This review of Michael Madsen’s Into Eternity was originally published on the now-defunct movie blog Cinematical on April 29, 2010, as part of its coverage of the 2010 Tribeca Film Festival.
What will the inhabitants of Earth be like over the next 100,000 years? Will they even be human or some other civilization of animal or alien beings? These questions are at the heart of Into Eternity, a beautiful and extremely fascinating Danish documentary about ONKALO, the ambitious nuclear waste repository near Olkiluoto, Finland, which will bury thousands of tons of spent uranium from a local power plant in an extensive underground tunnel system.
Directed by conceptual artist/filmmaker Michael Madsen (no, not the “Mr. Blonde” one) and co-written by Jesper Bergman, the film plays like science fiction, but it’s alarmingly contemporary. For us, anyway. But Into Eternity is structured as if it’s not intended for a modern audience. It’s a relic to be. In an eerie narration, Madsen addresses future viewers, whether or not they will understand his English-spoken warnings and questions, urging them not to curiously venture into the tunnels as if it were an archaeological find, like the Egyptian pyramids.
Yet in asking the hypothetical later audience about what has happened to the human race and the Earth itself, wondering if another ice age has come, if the world is less populated, etc., the film really directs such contemplation at the present — both at those of us in the audience and the scientists and planners interviewed onscreen. Among the many issues of safety, the most interesting regards the communication of ONKALO’s existence to later generations and societies. Will markers with modern words or currently understood symbols and imagery be useful to a people or to creatures with unimaginably different or evolved language?
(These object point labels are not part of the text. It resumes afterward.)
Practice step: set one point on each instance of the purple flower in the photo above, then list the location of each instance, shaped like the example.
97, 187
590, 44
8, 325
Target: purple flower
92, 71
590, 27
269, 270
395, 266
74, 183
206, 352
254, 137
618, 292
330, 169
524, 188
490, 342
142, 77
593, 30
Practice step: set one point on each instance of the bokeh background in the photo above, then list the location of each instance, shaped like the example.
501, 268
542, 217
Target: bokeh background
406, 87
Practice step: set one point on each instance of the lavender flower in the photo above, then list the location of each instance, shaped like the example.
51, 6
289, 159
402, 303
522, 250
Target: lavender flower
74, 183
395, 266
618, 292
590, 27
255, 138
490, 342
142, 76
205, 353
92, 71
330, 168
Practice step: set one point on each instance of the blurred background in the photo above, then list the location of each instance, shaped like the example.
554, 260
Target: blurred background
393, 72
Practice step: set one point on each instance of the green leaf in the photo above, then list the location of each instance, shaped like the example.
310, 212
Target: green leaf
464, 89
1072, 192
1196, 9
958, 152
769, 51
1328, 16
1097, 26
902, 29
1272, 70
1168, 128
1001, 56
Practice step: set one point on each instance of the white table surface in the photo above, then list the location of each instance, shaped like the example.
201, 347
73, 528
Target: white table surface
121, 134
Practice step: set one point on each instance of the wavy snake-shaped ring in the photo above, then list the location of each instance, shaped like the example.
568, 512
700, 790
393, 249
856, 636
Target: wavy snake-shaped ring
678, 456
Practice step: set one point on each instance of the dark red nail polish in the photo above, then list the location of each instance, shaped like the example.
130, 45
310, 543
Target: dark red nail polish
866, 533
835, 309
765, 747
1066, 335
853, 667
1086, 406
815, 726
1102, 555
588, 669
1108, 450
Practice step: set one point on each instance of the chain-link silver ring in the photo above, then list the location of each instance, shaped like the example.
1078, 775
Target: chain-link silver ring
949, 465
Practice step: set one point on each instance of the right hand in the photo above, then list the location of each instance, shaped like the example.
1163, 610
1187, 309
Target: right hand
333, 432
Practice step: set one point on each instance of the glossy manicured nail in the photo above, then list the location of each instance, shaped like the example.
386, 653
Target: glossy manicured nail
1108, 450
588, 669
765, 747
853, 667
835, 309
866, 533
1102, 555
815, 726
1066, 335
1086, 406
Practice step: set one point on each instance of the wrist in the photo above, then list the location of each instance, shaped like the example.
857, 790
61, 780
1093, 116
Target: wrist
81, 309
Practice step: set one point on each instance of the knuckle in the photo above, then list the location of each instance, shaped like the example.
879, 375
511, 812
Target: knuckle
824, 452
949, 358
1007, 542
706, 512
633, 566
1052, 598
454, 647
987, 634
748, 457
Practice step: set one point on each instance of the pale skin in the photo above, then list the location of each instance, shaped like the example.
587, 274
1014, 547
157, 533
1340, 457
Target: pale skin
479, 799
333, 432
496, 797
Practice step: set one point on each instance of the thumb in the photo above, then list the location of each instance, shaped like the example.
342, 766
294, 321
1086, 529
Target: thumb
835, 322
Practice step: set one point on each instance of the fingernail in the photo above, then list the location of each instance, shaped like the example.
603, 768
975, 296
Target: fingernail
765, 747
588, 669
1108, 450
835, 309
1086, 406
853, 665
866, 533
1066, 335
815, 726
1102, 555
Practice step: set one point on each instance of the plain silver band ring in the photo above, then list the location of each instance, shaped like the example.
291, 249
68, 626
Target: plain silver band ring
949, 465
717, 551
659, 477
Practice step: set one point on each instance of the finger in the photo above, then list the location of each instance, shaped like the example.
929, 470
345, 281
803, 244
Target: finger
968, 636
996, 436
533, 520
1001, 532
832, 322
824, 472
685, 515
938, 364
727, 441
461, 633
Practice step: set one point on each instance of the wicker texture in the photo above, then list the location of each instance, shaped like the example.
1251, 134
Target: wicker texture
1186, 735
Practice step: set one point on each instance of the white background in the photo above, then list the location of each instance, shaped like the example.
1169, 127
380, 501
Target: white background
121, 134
Could an oral tradition of continually passed-on and presumably modified warnings be trusted?
Or should the repository be figuratively swept under the rug to avoid the dangers of human curiosity and greed? (The copper canisters used to store the uranium will no doubt be coveted by future treasure hunters.) It’s amazing how much is pondered and dauntingly projected about humanity in a short span of seventy-five minutes, in a film about a single nation’s little-known plan for what’s basically a $4.5 billion self-storage unit with a hundred-thousand-year lease.
You’ll be left to wonder about the answers to the film’s questions long after it ends because neither Madsen nor Into Eternity‘s featured experts offers any conclusive statements or concrete plans (for outside the tunnel, that is). One individual points out that since the project has about another century until completion, there’s plenty of time for later discussion and debate about safety, markers, and other matters that would seem to be more pressing.
That argument and attitude kinda seem too pass-the-buck given the project’s otherwise exigent nature. Yet it contributes to the underlying despair that permeates the documentary and the very concept of ONKALO itself. Between Into Eternity and the global warming-themed North Pole travelogue Into the Cold, Tribeca seems really intent on bringing me into a gloomy mood as far as the hope for both humanity and the planet is concerned.
Unlike Into the Cold, though, Madsen’s film has no political agenda. It is neither for nor against nuclear power, and it doesn’t take any sides regarding the construction or later maintenance of the repository. And though it elicits whatever feelings you may have about energy sources, the environment, and the fate of man and life on Earth in general, there is no direct warning or advocacy to people in the 21st century. It’s simply an eerie look at a sort of time capsule, while also being a time capsule itself.
A man involved in the physical digging (they have a more preferred term for their explosive tunneling, but I, unfortunately, can’t remember what it is) admits his job is sometimes like time travel, because he can go into the ground in the morning when it’s warm and sunny outside, and exit at night to find it has snowed all day, making it appear as if much more time has passed. Into Eternity gave me an almost relative sense of temporal confusion:
I started out in some ignorant past, for which this was science fiction; then I was shot into the future, or a number of potential conceivable futures, where I could have the right perspective of viewing the film as a historical artifact; and then I was ultimately returned to the present with a feeling of general insignificance — but not necessarily in a useless or otherwise depressing way, though I’m sure others will come out feeling more forlorn.
An audience member at the Tribeca screening I attended brought up H.G. Wells. And watching Into Eternity is indeed very much akin to reading The Time Machine. Only it’s far more real and far scarier, as the underground threat here is invisible and has a longer lifespan than the Morlocks of Wells’ story. But in the end, like Wells’ traveler, our new-found knowledge and perspective have little effect on our day to day life, at least outside our minds.